De l'ambition à la réalité, que reste-t-il de la vision "zéro déchet" ?
Par Christian Block, Lex Kleren Changer en allemand pour l'article original
Lorsque le ministre de l'Environnement Claude Turmes a promis en 2022 de mettre le Luxembourg sur la voie d'une société "zéro déchet", la Chambre des députés a adopté l'une des réformes les plus ambitieuses en matière de déchets en Europe. Trois ans plus tard, une partie de cette réforme risque d'être compromise. La question est de savoir jusqu'où peut aller l'ambition environnementale lorsque la mise en œuvre s'avère difficile.

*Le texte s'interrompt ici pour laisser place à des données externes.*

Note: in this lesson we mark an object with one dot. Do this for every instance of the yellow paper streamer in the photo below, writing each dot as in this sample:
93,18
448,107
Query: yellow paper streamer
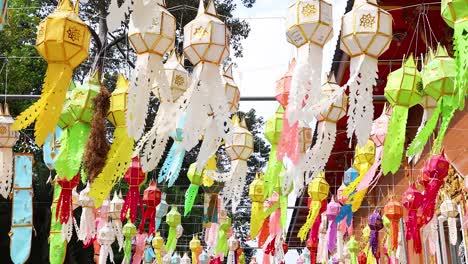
120,153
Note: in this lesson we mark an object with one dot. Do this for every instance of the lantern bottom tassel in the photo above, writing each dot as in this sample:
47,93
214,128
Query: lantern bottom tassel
46,111
118,161
313,212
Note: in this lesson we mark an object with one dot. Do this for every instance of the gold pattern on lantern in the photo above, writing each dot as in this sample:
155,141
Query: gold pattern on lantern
367,21
200,32
309,10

"Mir brénge Lëtzebuerg elo wierklech op de Wee ewech vun enger Wegwerfgesellschaft hin zu enger Zero-Waste-, Null-Offall-Gesellschaft" ("Nous sommes en train de faire passer le Luxembourg d'une société du tout-jetable à une société du zéro gaspillage et du zéro déchet"). On pouvait difficilement viser plus haut que Claude Turmes (déi gréng), en sa qualité de ministre de l'Environnement, du Climat et du Développement durable, lors de sa prise de position au Parlement en avril 2022 sur le paquet relatif à l'économie circulaire. Auparavant, les porte-parole des différents groupes et formations politiques s'étaient exprimé·e·s pendant plus de deux heures sur les cinq projets de loi au total. Avec la réforme complète de la législation sur les déchets, la coalition du DP, du LSAP et des gréng est allée plus loin que les directives européennes qu'elle devait transposer dans le droit national.
Dans le contexte de la percée de la Conférence de Paris sur le climat sept ans plus tôt, d'une mobilisation civile sans précédent, par exemple sous la forme des manifestations Fridays for Future, mais aussi de la pandémie du Covid-19 qui a conduit à une remise en question des habitudes de consommation et a encouragé des comportements plus durables, déi gréng, stimulé·e·s par leur éclatant succès électoral lors des élections législatives de 2018, y ont manifestement vu un terrain fertile.
Mais quelques années plus tard, le vent semble avoir tourné. Les entreprises demandent une réduction de la bureaucratie et des obligations, arguant que ce correctif est nécessaire pour ne pas étouffer l'activité économique. D'un autre côté, les défenseur·euse·s de l'environnement et du climat craignent une dérégulation complète face à une perte alarmante de la biodiversité et tirent la sonnette d'alarme.